沈青梧的手指還在病人手腕上搭著,她能感覺到病人的脈象在剛才那番吵鬧里又浮了幾分,肝氣擾動,脈象全亂了。
手指收回,看著那女人:「我也沒讓你們不問啊。但現在,我需要安靜的空間把脈,等我檢查完,你們想問什麼我都會回答。」
「你們家屬一直在打擾,對病人沒好處。」
「你……」
年輕男人嘴角掛著一抹似笑非笑的弧度,語氣聽著客氣,實則鋒利:「沈大夫,我們不是不相信你,只是我父親的病比較特殊,海市那邊幾家大醫院的專家都沒給出好的方案,我們做家屬的心裡難免緊張。」
「如果你覺得我們話多了,還請多擔待,畢竟我們也不是隨便什麼醫院都願意來治的。」
「你看,我們是聽說過你之前做過兩例類似的手術才來的,既然來都來了,自然想多了解了解。你儘管放手診治,只是我母親問的問題,也希望你能理解。」
老王靠在病床上,一直沒怎麼開口,這時候咳嗽一聲,語氣裡帶著幾分息事寧人的意味:「好了好了,都少說兩句。讓大夫先診斷,咱們在旁邊看著就是了。」
別誤會,他可不是替沈青梧解圍。
不過因為是他的病在海市各大醫院都檢查過,華山、中山全看了個遍,結論都一樣,沒法治。
這才不得不跑到羊城這種小地方來碰碰運氣。
既然來都來了,總得讓大夫先看看,看完了再說不遲。
目光落在沈青梧身上,帶著幾分審視,又帶著幾分不動聲色的好奇。
還別說,這位大夫年紀是輕,但剛才被他媳婦那麼逼問都沒失態,幾句話說得不卑不亢,那架勢倒是有幾分像海市那些脾氣倔、本事也大的老專家。

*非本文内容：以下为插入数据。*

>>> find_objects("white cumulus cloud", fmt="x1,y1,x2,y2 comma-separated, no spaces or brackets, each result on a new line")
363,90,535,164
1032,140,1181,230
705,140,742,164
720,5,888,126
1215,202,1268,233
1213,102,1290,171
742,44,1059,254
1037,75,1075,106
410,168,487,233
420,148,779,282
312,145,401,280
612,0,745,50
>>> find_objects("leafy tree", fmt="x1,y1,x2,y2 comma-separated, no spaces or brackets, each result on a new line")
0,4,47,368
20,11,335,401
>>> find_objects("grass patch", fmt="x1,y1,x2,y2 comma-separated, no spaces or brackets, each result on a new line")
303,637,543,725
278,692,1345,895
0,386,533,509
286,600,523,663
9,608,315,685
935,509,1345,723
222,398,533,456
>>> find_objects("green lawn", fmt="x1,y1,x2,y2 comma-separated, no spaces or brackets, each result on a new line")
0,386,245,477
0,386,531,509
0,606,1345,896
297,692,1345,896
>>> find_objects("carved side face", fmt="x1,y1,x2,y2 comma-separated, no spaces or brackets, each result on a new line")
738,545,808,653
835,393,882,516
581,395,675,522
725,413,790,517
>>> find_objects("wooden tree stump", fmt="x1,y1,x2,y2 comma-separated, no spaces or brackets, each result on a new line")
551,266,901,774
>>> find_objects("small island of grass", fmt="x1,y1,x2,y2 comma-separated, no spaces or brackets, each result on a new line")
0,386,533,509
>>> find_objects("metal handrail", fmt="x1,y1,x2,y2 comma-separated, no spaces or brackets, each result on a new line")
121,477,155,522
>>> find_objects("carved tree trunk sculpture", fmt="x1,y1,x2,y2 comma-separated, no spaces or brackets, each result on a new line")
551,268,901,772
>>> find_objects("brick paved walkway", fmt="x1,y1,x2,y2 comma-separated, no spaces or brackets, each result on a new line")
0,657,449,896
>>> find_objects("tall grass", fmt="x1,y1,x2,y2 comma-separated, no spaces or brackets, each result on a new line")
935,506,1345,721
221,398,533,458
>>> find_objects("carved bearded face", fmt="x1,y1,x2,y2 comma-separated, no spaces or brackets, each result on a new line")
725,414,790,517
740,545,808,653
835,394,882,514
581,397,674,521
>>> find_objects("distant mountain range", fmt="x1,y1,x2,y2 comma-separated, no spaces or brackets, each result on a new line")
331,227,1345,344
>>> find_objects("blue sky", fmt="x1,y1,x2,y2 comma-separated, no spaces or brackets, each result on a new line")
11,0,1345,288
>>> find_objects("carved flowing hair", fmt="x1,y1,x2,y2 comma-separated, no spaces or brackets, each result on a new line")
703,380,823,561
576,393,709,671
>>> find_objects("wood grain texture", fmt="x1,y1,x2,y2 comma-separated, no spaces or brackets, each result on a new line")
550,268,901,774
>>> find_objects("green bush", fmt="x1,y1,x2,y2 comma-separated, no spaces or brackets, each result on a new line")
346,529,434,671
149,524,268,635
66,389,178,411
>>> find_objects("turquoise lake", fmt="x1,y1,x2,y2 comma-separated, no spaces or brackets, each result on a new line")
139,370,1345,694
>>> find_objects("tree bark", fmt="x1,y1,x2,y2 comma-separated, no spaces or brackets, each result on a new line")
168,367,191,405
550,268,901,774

他見慣了那些資深大夫的派頭,眼前這位年輕大夫的氣場,倒讓他有幾分意外。
診室里終於安靜下來。
小護士站在病床那頭,手裡捏出了汗都。這家人有多難搞,她一大早就領教過了。
剛才沈大夫跟她們對起來的時候,她一顆心都提到了嗓子眼,生怕沈大夫脾氣上來直接撂挑子。
小護士在旁邊看著,心裡那塊石頭落了地,緊跟著湧上來一股說不出的佩服。
沈大夫不愧是沈大夫,厲害!
沈青梧重新搭上病人的手腕,把剛才被吵鬧打斷的脈象重新摸了一遍。
這一次沒有人在旁邊連珠炮似的提問,指腹下的脈象終於清晰地浮現出來。
弦細而數,肝鬱化火,脾胃虛弱。和她看海市那份病歷時的預判差不多,但關脈深處還有一層極細的澀意,是長期思慮過度、氣機不暢留下的痕跡。
又看了舌苔,舌質偏紅,苔薄黃,邊有齒痕。
問了些常規問題,飲食、睡眠、大小便、之前的病史和用藥情況。
好不容易檢查完,她在病歷上寫完最後一筆記錄,把病歷夾合上,抬起眼,目光從中年女人身上掃到年輕男人身上,然後又收回來。
「好了,現在可以提問了。把脈的時候不能分心,現在檢查完,你們有什麼想問的,我一個一個回答。」
那個目光說不上多凌厲,就是在對方臉上停得稍微久了那麼一點。
中年女人被她這一看,張了張嘴,剛才攢了一肚子的質問忽然有點卡殼。
她本來覺得自己理直氣壯的,這位大夫態度就是有問題,海市的專家都沒這麼跟她說過話。
可被那雙澄靜的眼睛這麼一看,那股氣焰不知怎麼的就矮了半截,話到嘴邊拐了個彎,語氣比剛才軟了幾分,但問題依舊多。
「這病到底能不能治?」
「中藥要調理多久?」
「手術有幾分把握?」
問完一圈又把海市專家的結論翻來覆去地搬出來對比。
「沈大夫,我們大老遠跑過來,你總得給我們一個保證吧,這手術到底能不能成功?」
「不好意思,這個保證我給不了。當著馬院長的面,我也是這句話。醫生能保證的是盡最大努力,用最好的方案去治療,但不能保證結果百分之百不出意外。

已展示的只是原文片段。